By Maya Palit
According to a statement put out by yesterday the grassroots organisation Women against Sexual Violence and State Repression (WSS), one of their members is being harassed online by Bajrang Dal activists. Bondita Acharya, a human rights activist in Jorhat, Assam, is having to deal with sexually explicit abuse, death threats, trolling, threats of acid attacks, and rape threats, including those of gang rape.
The people attacking her were apparently outraged because she openly critiqued an incident that took place in Jorhat last week, where three people (including one minor) were arrested for the possession of beef. They had half a kilogram of beef on them, and were intending to cook it before being arrested under The Assam Cattle Preservation Act of 1950 (which doesn’t criminalise the possession of beef but has various stipulations regarding the circumstances under which the animal can be slaughtered).

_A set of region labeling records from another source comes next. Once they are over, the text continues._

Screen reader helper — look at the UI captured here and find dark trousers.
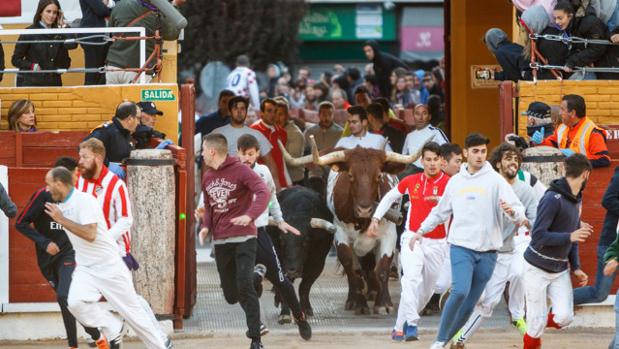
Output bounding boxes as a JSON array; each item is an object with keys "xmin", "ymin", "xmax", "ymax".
[
  {"xmin": 215, "ymin": 238, "xmax": 260, "ymax": 338},
  {"xmin": 256, "ymin": 227, "xmax": 301, "ymax": 319},
  {"xmin": 82, "ymin": 45, "xmax": 109, "ymax": 85},
  {"xmin": 42, "ymin": 252, "xmax": 100, "ymax": 348}
]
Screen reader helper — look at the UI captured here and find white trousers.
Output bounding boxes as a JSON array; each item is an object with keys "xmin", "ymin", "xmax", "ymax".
[
  {"xmin": 67, "ymin": 260, "xmax": 165, "ymax": 349},
  {"xmin": 524, "ymin": 262, "xmax": 574, "ymax": 338},
  {"xmin": 460, "ymin": 250, "xmax": 524, "ymax": 341},
  {"xmin": 394, "ymin": 231, "xmax": 448, "ymax": 330}
]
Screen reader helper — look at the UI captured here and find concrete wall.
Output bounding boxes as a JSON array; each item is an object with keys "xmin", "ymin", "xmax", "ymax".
[
  {"xmin": 518, "ymin": 80, "xmax": 619, "ymax": 138},
  {"xmin": 0, "ymin": 84, "xmax": 179, "ymax": 142}
]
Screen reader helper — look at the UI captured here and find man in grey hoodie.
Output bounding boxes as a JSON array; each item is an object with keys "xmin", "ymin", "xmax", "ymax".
[{"xmin": 410, "ymin": 133, "xmax": 524, "ymax": 349}]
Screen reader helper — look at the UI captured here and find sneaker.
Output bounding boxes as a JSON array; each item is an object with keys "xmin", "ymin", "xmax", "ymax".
[
  {"xmin": 430, "ymin": 342, "xmax": 446, "ymax": 349},
  {"xmin": 391, "ymin": 330, "xmax": 404, "ymax": 342},
  {"xmin": 249, "ymin": 339, "xmax": 264, "ymax": 349},
  {"xmin": 110, "ymin": 336, "xmax": 123, "ymax": 349},
  {"xmin": 95, "ymin": 334, "xmax": 110, "ymax": 349},
  {"xmin": 404, "ymin": 322, "xmax": 419, "ymax": 342},
  {"xmin": 449, "ymin": 342, "xmax": 466, "ymax": 349},
  {"xmin": 245, "ymin": 322, "xmax": 269, "ymax": 338},
  {"xmin": 294, "ymin": 313, "xmax": 312, "ymax": 341},
  {"xmin": 512, "ymin": 319, "xmax": 527, "ymax": 336}
]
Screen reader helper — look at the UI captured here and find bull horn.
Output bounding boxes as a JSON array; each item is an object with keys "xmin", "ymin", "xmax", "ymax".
[
  {"xmin": 310, "ymin": 135, "xmax": 346, "ymax": 166},
  {"xmin": 277, "ymin": 139, "xmax": 312, "ymax": 167},
  {"xmin": 385, "ymin": 136, "xmax": 434, "ymax": 164},
  {"xmin": 310, "ymin": 218, "xmax": 335, "ymax": 234}
]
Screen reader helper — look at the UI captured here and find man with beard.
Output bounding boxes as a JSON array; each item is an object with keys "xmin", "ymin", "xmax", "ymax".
[
  {"xmin": 523, "ymin": 154, "xmax": 593, "ymax": 349},
  {"xmin": 45, "ymin": 167, "xmax": 166, "ymax": 349},
  {"xmin": 451, "ymin": 143, "xmax": 537, "ymax": 349},
  {"xmin": 76, "ymin": 138, "xmax": 172, "ymax": 348},
  {"xmin": 15, "ymin": 158, "xmax": 107, "ymax": 349},
  {"xmin": 211, "ymin": 96, "xmax": 281, "ymax": 191}
]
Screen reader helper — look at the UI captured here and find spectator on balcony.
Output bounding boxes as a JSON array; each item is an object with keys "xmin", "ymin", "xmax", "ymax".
[
  {"xmin": 86, "ymin": 102, "xmax": 140, "ymax": 172},
  {"xmin": 133, "ymin": 102, "xmax": 165, "ymax": 149},
  {"xmin": 553, "ymin": 0, "xmax": 609, "ymax": 79},
  {"xmin": 8, "ymin": 99, "xmax": 37, "ymax": 132},
  {"xmin": 105, "ymin": 0, "xmax": 180, "ymax": 84},
  {"xmin": 363, "ymin": 40, "xmax": 408, "ymax": 98},
  {"xmin": 11, "ymin": 0, "xmax": 76, "ymax": 87},
  {"xmin": 274, "ymin": 97, "xmax": 305, "ymax": 185},
  {"xmin": 531, "ymin": 95, "xmax": 610, "ymax": 167},
  {"xmin": 80, "ymin": 0, "xmax": 112, "ymax": 85}
]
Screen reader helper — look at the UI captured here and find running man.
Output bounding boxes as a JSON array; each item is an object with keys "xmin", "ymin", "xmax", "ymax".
[
  {"xmin": 237, "ymin": 135, "xmax": 312, "ymax": 340},
  {"xmin": 523, "ymin": 154, "xmax": 593, "ymax": 349},
  {"xmin": 409, "ymin": 133, "xmax": 524, "ymax": 349},
  {"xmin": 75, "ymin": 138, "xmax": 172, "ymax": 348},
  {"xmin": 368, "ymin": 142, "xmax": 449, "ymax": 341},
  {"xmin": 45, "ymin": 167, "xmax": 170, "ymax": 349},
  {"xmin": 15, "ymin": 158, "xmax": 107, "ymax": 349},
  {"xmin": 199, "ymin": 133, "xmax": 271, "ymax": 349},
  {"xmin": 451, "ymin": 143, "xmax": 537, "ymax": 349}
]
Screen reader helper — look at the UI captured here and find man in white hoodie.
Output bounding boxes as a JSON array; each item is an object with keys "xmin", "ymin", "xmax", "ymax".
[{"xmin": 409, "ymin": 133, "xmax": 524, "ymax": 349}]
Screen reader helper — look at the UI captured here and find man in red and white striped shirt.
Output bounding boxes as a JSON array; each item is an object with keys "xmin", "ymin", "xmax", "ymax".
[
  {"xmin": 75, "ymin": 138, "xmax": 132, "ymax": 260},
  {"xmin": 76, "ymin": 138, "xmax": 172, "ymax": 348}
]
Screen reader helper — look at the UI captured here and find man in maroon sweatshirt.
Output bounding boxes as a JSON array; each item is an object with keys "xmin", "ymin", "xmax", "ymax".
[{"xmin": 200, "ymin": 134, "xmax": 271, "ymax": 349}]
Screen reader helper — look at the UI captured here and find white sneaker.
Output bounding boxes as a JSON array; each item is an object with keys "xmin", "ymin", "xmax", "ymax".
[{"xmin": 430, "ymin": 342, "xmax": 445, "ymax": 349}]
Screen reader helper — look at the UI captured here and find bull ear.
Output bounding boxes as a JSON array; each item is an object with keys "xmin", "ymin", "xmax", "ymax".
[{"xmin": 382, "ymin": 161, "xmax": 406, "ymax": 175}]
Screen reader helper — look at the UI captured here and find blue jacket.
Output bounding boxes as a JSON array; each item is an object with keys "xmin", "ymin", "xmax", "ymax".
[
  {"xmin": 524, "ymin": 178, "xmax": 582, "ymax": 273},
  {"xmin": 598, "ymin": 167, "xmax": 619, "ymax": 246}
]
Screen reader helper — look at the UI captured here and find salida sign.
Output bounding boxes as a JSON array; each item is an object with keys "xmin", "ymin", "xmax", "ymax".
[{"xmin": 141, "ymin": 89, "xmax": 176, "ymax": 101}]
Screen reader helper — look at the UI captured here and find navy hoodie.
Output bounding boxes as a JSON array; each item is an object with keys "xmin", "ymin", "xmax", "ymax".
[{"xmin": 524, "ymin": 178, "xmax": 582, "ymax": 273}]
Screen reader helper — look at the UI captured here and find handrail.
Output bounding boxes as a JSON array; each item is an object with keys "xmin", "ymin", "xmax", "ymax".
[{"xmin": 0, "ymin": 27, "xmax": 146, "ymax": 84}]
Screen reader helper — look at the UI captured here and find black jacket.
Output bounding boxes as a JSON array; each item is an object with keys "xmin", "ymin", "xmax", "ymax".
[
  {"xmin": 565, "ymin": 15, "xmax": 609, "ymax": 68},
  {"xmin": 11, "ymin": 23, "xmax": 77, "ymax": 86},
  {"xmin": 15, "ymin": 188, "xmax": 75, "ymax": 280},
  {"xmin": 494, "ymin": 42, "xmax": 528, "ymax": 81},
  {"xmin": 366, "ymin": 40, "xmax": 409, "ymax": 99},
  {"xmin": 85, "ymin": 117, "xmax": 133, "ymax": 162},
  {"xmin": 524, "ymin": 178, "xmax": 582, "ymax": 273}
]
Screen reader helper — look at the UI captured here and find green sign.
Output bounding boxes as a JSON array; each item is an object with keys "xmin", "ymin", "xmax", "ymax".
[
  {"xmin": 299, "ymin": 4, "xmax": 396, "ymax": 41},
  {"xmin": 141, "ymin": 89, "xmax": 176, "ymax": 101}
]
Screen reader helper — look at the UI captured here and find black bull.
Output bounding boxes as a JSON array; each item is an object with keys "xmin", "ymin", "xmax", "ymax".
[{"xmin": 268, "ymin": 186, "xmax": 333, "ymax": 323}]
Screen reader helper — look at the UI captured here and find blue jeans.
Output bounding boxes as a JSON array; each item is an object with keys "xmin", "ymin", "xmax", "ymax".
[
  {"xmin": 574, "ymin": 245, "xmax": 617, "ymax": 305},
  {"xmin": 436, "ymin": 245, "xmax": 497, "ymax": 342}
]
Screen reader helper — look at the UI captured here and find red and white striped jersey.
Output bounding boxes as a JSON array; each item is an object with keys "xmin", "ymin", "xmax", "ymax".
[{"xmin": 76, "ymin": 166, "xmax": 133, "ymax": 256}]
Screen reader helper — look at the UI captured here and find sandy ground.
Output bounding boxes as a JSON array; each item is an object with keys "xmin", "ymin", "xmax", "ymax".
[{"xmin": 0, "ymin": 329, "xmax": 614, "ymax": 349}]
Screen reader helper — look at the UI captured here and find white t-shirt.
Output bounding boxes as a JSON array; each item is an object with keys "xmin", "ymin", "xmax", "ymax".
[
  {"xmin": 402, "ymin": 125, "xmax": 449, "ymax": 168},
  {"xmin": 335, "ymin": 132, "xmax": 391, "ymax": 151},
  {"xmin": 58, "ymin": 189, "xmax": 121, "ymax": 267},
  {"xmin": 211, "ymin": 124, "xmax": 273, "ymax": 156}
]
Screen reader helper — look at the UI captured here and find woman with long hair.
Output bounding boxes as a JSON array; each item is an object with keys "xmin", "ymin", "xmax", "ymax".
[
  {"xmin": 11, "ymin": 0, "xmax": 77, "ymax": 86},
  {"xmin": 8, "ymin": 99, "xmax": 37, "ymax": 132}
]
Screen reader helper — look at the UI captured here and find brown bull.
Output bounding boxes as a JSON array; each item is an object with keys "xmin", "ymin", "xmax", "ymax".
[{"xmin": 284, "ymin": 139, "xmax": 419, "ymax": 314}]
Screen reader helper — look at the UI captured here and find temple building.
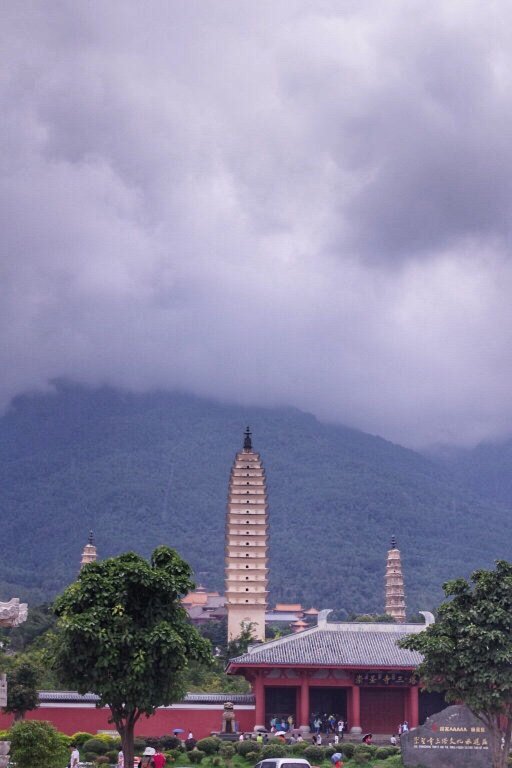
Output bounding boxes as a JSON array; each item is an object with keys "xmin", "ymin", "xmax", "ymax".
[
  {"xmin": 80, "ymin": 531, "xmax": 98, "ymax": 570},
  {"xmin": 226, "ymin": 427, "xmax": 268, "ymax": 640},
  {"xmin": 227, "ymin": 611, "xmax": 446, "ymax": 734},
  {"xmin": 385, "ymin": 536, "xmax": 405, "ymax": 624}
]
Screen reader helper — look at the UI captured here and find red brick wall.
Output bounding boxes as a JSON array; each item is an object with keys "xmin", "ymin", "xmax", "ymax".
[{"xmin": 0, "ymin": 705, "xmax": 254, "ymax": 739}]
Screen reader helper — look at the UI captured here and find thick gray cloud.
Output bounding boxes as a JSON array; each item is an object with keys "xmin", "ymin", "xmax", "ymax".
[{"xmin": 0, "ymin": 0, "xmax": 512, "ymax": 445}]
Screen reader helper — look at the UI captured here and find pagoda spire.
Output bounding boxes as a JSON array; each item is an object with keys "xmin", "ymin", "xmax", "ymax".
[
  {"xmin": 226, "ymin": 427, "xmax": 268, "ymax": 640},
  {"xmin": 80, "ymin": 531, "xmax": 98, "ymax": 570},
  {"xmin": 385, "ymin": 536, "xmax": 405, "ymax": 624}
]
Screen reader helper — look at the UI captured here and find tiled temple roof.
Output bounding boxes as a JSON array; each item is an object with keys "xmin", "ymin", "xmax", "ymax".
[
  {"xmin": 230, "ymin": 623, "xmax": 425, "ymax": 668},
  {"xmin": 39, "ymin": 691, "xmax": 254, "ymax": 704}
]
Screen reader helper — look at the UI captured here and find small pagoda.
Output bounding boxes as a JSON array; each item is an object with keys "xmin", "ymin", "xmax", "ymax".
[
  {"xmin": 80, "ymin": 531, "xmax": 98, "ymax": 570},
  {"xmin": 226, "ymin": 427, "xmax": 268, "ymax": 640},
  {"xmin": 385, "ymin": 536, "xmax": 405, "ymax": 624}
]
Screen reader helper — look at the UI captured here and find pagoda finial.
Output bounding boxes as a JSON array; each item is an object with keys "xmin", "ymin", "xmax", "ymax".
[{"xmin": 80, "ymin": 531, "xmax": 98, "ymax": 568}]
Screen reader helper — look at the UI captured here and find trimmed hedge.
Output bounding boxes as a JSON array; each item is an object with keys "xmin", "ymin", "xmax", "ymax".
[
  {"xmin": 338, "ymin": 741, "xmax": 356, "ymax": 760},
  {"xmin": 159, "ymin": 734, "xmax": 183, "ymax": 749},
  {"xmin": 260, "ymin": 744, "xmax": 287, "ymax": 760},
  {"xmin": 83, "ymin": 738, "xmax": 108, "ymax": 756},
  {"xmin": 196, "ymin": 736, "xmax": 222, "ymax": 755},
  {"xmin": 70, "ymin": 731, "xmax": 94, "ymax": 749},
  {"xmin": 304, "ymin": 744, "xmax": 324, "ymax": 763},
  {"xmin": 236, "ymin": 740, "xmax": 261, "ymax": 757},
  {"xmin": 219, "ymin": 743, "xmax": 235, "ymax": 760}
]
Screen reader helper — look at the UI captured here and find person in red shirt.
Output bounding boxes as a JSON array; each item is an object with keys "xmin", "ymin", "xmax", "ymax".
[{"xmin": 153, "ymin": 749, "xmax": 165, "ymax": 768}]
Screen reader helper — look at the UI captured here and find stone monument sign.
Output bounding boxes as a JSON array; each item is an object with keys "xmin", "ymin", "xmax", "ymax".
[
  {"xmin": 400, "ymin": 704, "xmax": 492, "ymax": 768},
  {"xmin": 0, "ymin": 597, "xmax": 28, "ymax": 768},
  {"xmin": 222, "ymin": 701, "xmax": 235, "ymax": 733}
]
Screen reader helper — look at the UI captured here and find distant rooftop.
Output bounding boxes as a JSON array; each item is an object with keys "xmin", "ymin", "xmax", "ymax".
[{"xmin": 228, "ymin": 611, "xmax": 426, "ymax": 671}]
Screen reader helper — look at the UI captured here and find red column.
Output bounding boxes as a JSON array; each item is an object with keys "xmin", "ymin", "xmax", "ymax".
[
  {"xmin": 349, "ymin": 685, "xmax": 362, "ymax": 733},
  {"xmin": 407, "ymin": 685, "xmax": 420, "ymax": 728},
  {"xmin": 252, "ymin": 669, "xmax": 265, "ymax": 728},
  {"xmin": 299, "ymin": 670, "xmax": 309, "ymax": 730}
]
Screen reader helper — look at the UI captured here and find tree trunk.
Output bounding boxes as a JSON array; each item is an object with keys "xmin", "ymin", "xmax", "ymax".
[
  {"xmin": 110, "ymin": 709, "xmax": 139, "ymax": 768},
  {"xmin": 121, "ymin": 723, "xmax": 134, "ymax": 768},
  {"xmin": 489, "ymin": 716, "xmax": 508, "ymax": 768}
]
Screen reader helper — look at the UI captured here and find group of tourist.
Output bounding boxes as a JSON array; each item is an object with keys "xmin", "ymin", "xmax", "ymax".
[
  {"xmin": 309, "ymin": 712, "xmax": 347, "ymax": 743},
  {"xmin": 270, "ymin": 715, "xmax": 294, "ymax": 733},
  {"xmin": 68, "ymin": 744, "xmax": 166, "ymax": 768}
]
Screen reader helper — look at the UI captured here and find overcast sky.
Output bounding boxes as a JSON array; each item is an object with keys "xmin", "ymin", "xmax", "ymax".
[{"xmin": 0, "ymin": 0, "xmax": 512, "ymax": 446}]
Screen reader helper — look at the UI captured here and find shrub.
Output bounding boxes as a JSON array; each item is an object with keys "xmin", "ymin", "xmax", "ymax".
[
  {"xmin": 160, "ymin": 733, "xmax": 182, "ymax": 749},
  {"xmin": 260, "ymin": 743, "xmax": 286, "ymax": 760},
  {"xmin": 354, "ymin": 744, "xmax": 377, "ymax": 765},
  {"xmin": 338, "ymin": 741, "xmax": 356, "ymax": 760},
  {"xmin": 133, "ymin": 736, "xmax": 146, "ymax": 754},
  {"xmin": 141, "ymin": 736, "xmax": 164, "ymax": 749},
  {"xmin": 196, "ymin": 736, "xmax": 222, "ymax": 755},
  {"xmin": 304, "ymin": 744, "xmax": 324, "ymax": 763},
  {"xmin": 384, "ymin": 755, "xmax": 403, "ymax": 768},
  {"xmin": 70, "ymin": 731, "xmax": 94, "ymax": 749},
  {"xmin": 9, "ymin": 720, "xmax": 69, "ymax": 768},
  {"xmin": 219, "ymin": 743, "xmax": 235, "ymax": 760},
  {"xmin": 236, "ymin": 741, "xmax": 261, "ymax": 757},
  {"xmin": 84, "ymin": 738, "xmax": 107, "ymax": 755}
]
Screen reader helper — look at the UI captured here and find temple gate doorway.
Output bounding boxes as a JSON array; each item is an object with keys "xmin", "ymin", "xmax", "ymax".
[
  {"xmin": 358, "ymin": 688, "xmax": 407, "ymax": 733},
  {"xmin": 309, "ymin": 686, "xmax": 348, "ymax": 720},
  {"xmin": 265, "ymin": 686, "xmax": 297, "ymax": 730}
]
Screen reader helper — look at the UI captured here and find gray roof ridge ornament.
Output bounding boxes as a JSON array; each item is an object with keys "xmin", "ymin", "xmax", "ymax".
[{"xmin": 317, "ymin": 608, "xmax": 333, "ymax": 629}]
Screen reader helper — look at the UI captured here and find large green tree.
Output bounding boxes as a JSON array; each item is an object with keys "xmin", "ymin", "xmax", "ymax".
[
  {"xmin": 400, "ymin": 560, "xmax": 512, "ymax": 768},
  {"xmin": 4, "ymin": 657, "xmax": 41, "ymax": 722},
  {"xmin": 54, "ymin": 547, "xmax": 211, "ymax": 765}
]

All Acharya was doing was voicing her opinions on the arrest on social media, participating in a debate which reflected on the fact that beef consumption in the North-East is hardly confined to the Muslim community. (Various media outlets in the country have been debating the legality of the arrest, in any case.) But the moment she suggested that people from higher castes, including Hindus, eat beef, the attacks began coming her way. Acharya lodged a complaint with Guwahati police on April 10th, and in the meantime, the Bajrang Dal has apparently demanded a public apology from her for her criticism of the arrests.
While the Supreme Court brought up the idea of banning gau rakshaks with the Centre after the spate of violence caused by cow vigilantes this month led to the death of a Muslim man in Haryana, we need to be particularly cautious at the attempts to incite communal hatred online through death and rape threats.